Classification runs every entry via the LLM with the candidate classes. For ~7,000 entries, this took about 45 minutes on a MacBook Professional utilizing Gemma 2 (9B parameters). I additionally examined Llama 3.2 (3B), which was quicker however barely much less exact on edge instances the place two classes have been shut. Gemma 2 dealt with ambiguous entries with noticeably higher judgment.

One sensible concern: lengthy runs can fail partway via. The pipeline saves checkpoints each 100 classifications, so you’ll be able to resume from the place you left off.

Evaluation aggregates the outcomes and generates a distribution chart. Right here’s what the output seemed like:

Distribution of Semgrep “Reminiscences” as assigned by the LLM clustering train. Picture used with permission.

The chart tells a transparent story. Over 1 / 4 of all entries described code that solely runs in non-production environments. One other 21.9% described instances the place a safety framework already handles the danger.

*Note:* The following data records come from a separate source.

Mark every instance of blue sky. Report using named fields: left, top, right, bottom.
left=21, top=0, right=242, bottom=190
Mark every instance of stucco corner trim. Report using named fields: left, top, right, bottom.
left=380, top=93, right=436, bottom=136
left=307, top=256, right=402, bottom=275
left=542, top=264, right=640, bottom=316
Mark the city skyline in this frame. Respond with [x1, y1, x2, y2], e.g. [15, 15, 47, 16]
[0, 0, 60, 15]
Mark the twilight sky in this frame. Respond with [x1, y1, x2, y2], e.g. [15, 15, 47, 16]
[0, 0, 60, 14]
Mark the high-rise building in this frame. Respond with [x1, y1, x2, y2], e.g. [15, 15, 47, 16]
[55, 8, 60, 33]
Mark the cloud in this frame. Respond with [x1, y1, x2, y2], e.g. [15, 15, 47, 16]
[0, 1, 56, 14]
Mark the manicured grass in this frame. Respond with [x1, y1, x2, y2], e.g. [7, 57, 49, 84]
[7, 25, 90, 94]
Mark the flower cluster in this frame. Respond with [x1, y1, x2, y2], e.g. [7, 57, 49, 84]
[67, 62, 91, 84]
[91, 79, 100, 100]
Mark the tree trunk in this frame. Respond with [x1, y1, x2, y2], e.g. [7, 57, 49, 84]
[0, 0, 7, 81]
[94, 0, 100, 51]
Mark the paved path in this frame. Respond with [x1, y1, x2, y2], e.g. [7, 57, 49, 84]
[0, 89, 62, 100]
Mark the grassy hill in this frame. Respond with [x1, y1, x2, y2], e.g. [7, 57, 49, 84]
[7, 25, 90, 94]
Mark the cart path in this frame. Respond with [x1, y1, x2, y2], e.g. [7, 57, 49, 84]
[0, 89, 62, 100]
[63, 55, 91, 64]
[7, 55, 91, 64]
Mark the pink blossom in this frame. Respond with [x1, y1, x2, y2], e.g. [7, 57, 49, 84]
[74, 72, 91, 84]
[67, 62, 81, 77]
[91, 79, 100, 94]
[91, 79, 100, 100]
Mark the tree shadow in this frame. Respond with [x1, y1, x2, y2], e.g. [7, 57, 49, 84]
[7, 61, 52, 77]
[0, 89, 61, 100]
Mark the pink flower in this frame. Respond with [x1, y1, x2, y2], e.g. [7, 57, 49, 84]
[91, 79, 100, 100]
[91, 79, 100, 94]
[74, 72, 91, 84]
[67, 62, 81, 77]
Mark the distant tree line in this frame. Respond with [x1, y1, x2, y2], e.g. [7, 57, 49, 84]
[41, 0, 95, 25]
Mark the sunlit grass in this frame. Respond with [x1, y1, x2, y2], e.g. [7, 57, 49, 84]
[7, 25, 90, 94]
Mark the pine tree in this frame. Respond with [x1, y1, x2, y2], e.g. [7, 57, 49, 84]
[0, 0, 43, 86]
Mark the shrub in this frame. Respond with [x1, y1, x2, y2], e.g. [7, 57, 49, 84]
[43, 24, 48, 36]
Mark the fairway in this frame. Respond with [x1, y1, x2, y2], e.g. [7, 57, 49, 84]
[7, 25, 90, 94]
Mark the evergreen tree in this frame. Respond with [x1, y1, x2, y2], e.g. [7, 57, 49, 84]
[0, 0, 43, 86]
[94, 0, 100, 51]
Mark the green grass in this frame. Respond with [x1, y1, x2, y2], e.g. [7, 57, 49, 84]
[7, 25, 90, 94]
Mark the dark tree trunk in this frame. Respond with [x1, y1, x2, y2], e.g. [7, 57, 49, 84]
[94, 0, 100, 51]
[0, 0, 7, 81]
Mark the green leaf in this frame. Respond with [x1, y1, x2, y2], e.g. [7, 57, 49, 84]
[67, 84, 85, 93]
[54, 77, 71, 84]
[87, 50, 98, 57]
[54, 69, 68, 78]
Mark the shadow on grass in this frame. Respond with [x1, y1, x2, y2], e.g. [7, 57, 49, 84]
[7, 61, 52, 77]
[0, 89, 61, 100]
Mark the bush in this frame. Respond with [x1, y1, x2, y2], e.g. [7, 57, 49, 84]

These two classes alone account for half the dataset, which is the sort of perception that’s exhausting to extract from unstructured textual content another manner.

When this method just isn’t the best match

This method works greatest in a selected area of interest: medium-scale datasets (a whole lot to tens of 1000’s of entries), semantically complicated textual content, and conditions the place you may have sufficient area data to outline candidate classes however no labeled coaching information.

It’s not the best software when:

  • your classes are keyword-defined (simply use regex),
  • when you may have labeled coaching information (prepare a supervised classifier; it’ll be quicker and cheaper),
  • if you want sub-second latency at scale (use embeddings and a nearest-neighbor lookup),
  • or if you genuinely don’t know what classes exist. On this case, run exploratory subject modeling first to develop instinct, then change to LLM classification as soon as you’ll be able to outline classes.

The opposite constraint is throughput. Even on a quick machine, classifying one entry per fraction of a second means 7,000 entries takes near an hour. For datasets above 100,000 entries, you’ll need an API-hosted mannequin or a batching technique.

Different functions value making an attempt

The pipeline generalizes to any drawback the place you may have unstructured textual content and wish structured classes.

Buyer suggestions. NPS responses, help tickets, and survey open-ends all endure from the identical drawback: different phrasing for a finite set of underlying themes. “Your app crashes each time I open settings” and “Settings web page is damaged on iOS” are the identical class, however key phrase matching gained’t catch that.

Bug report triage. Free-text bug descriptions may be auto-categorized by element, root trigger, or severity. That is particularly helpful when the particular person submitting the bug doesn’t know which element is accountable.

Code intent classification. That is one I haven’t tried but however discover compelling: classifying code snippets, Semgrep guidelines, or configuration guidelines by objective (authentication, information entry, error dealing with, logging). The identical approach applies. Outline the classes, write a classification immediate, run the corpus via an area mannequin.

Getting began

The pipeline is easy: outline your classes, write a classification immediate, and run your information via an area mannequin.

The toughest half isn’t the code. It’s defining classes which might be mutually unique and collectively exhaustive. My recommendation: begin with a pattern of 100 entries, classify them manually, discover which classes you retain reaching for, and use these as your candidate checklist. Then let the LLM scale the sample.

I used this method as a part of a bigger evaluation on how safety groups remediate vulnerabilities. The classification outcomes helped floor which kinds of safety context are most typical throughout organizations, and the chart above is likely one of the outputs from that work. When you’re within the safety angle, the total report is obtainable at that hyperlink.